The front page of last week Monday’s paper read “Risky Sex Still A Problem”, and the response to the article seemed to stimulate less interest than a headline stating “Today most Antiguans would wake up from their sleep.” It should have been a concern for all, but apparently most Antiguans read between the lines, and the space between those lines said that this story isn’t about them.
The data suggest that HIV is heterosexually transmitted, and that 900 individuals have been tested positive since the first case was discovered in 1985. That’s 900 of a population of 80-90,000 citizens who are practising risky sex. That is almost two thirds to a half of the population of Barbuda.
Something is really strange when a society sleeps even when eyes appear open.

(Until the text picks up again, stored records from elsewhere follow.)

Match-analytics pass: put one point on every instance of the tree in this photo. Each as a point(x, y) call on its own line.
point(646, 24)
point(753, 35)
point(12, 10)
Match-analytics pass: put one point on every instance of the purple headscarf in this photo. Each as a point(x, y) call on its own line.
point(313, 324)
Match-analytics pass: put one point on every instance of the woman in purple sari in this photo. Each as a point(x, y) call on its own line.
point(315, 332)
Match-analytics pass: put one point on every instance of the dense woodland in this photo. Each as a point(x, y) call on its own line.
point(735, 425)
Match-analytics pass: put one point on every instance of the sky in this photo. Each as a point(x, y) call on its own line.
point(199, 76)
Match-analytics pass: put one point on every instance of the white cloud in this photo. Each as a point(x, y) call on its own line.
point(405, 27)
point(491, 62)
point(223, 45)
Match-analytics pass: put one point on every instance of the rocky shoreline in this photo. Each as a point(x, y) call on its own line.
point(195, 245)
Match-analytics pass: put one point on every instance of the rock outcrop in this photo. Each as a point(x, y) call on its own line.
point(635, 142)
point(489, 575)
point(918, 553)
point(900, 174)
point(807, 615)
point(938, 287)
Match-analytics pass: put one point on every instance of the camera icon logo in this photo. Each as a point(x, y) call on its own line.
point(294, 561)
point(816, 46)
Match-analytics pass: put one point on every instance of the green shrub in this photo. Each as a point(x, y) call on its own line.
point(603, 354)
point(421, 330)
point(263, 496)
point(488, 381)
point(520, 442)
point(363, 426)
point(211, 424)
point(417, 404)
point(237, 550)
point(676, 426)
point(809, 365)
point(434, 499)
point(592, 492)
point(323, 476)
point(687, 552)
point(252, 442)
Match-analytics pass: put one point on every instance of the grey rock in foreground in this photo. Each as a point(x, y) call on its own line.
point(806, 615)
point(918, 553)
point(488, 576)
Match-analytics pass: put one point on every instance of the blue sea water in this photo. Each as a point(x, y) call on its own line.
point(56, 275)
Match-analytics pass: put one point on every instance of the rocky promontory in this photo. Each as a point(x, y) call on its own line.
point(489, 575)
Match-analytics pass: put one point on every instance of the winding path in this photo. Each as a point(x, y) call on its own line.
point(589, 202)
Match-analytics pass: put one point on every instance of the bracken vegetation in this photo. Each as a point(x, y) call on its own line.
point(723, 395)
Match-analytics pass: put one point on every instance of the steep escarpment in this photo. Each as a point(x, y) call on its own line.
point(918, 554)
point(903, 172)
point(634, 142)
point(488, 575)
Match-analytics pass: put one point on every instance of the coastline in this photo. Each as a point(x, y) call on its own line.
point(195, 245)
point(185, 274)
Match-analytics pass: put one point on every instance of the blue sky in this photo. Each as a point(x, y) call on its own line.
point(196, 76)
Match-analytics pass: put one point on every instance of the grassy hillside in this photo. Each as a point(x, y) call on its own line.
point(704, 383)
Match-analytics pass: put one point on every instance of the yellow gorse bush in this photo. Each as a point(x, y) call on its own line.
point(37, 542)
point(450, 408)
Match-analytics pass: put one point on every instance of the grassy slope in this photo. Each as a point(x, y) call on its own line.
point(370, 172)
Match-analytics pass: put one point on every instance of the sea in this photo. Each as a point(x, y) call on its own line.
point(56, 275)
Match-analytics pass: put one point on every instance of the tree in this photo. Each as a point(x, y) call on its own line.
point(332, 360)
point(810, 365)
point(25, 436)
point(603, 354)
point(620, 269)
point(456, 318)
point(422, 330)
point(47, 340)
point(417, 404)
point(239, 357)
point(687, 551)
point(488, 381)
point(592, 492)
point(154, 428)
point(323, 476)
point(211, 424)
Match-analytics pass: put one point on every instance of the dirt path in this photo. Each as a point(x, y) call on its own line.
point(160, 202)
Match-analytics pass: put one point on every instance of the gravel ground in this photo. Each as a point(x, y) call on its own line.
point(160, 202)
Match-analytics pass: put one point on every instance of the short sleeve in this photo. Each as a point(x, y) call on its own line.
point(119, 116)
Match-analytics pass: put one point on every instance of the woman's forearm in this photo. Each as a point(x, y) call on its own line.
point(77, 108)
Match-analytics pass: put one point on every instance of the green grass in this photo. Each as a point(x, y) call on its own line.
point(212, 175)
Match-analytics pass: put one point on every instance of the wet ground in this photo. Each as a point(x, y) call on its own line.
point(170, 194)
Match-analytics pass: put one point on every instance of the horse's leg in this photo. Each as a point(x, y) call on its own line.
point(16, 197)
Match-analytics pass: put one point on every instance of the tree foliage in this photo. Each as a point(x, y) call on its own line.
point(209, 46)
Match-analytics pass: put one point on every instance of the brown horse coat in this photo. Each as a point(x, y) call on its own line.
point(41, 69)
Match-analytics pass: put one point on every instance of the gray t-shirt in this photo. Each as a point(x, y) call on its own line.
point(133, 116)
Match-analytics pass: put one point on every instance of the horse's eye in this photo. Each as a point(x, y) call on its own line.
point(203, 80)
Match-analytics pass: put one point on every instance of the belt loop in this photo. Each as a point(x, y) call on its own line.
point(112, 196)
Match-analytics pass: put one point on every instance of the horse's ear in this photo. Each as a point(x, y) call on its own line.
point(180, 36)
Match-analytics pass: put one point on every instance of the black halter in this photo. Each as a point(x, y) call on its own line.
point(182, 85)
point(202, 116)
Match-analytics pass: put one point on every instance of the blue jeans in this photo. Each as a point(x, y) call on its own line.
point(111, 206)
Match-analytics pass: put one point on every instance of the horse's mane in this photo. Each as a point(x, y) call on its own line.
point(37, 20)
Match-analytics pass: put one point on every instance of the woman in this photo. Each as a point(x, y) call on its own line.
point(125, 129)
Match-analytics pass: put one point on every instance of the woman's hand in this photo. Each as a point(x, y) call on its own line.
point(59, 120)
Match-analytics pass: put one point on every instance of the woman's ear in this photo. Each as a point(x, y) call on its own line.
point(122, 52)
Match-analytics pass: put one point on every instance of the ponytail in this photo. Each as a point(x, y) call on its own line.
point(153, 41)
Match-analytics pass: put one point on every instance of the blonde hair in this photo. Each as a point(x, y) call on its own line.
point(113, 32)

But the comfortable numbness is sign of our apathy, and of a political environment that’s afraid to address the problems staring them in the face.
I can’t say that I have seen a whole lot of social marketing out there to contradict the myths about condom use, or promoting the fact that HIV treatment and care has ruled out the old ‘80s brainwashing that HIV is a killer.
Much like persons living with herpes, people can, and have been living long healthy lives with HIV. People living with HIV are starting families, having safer sex with HIV positive or negative partners, starting businesses, and studying to become professionals.
Politicians have to take responsibility for their lack of leadership and clueless plans for generating more investment in the sexual and reproductive health of this country.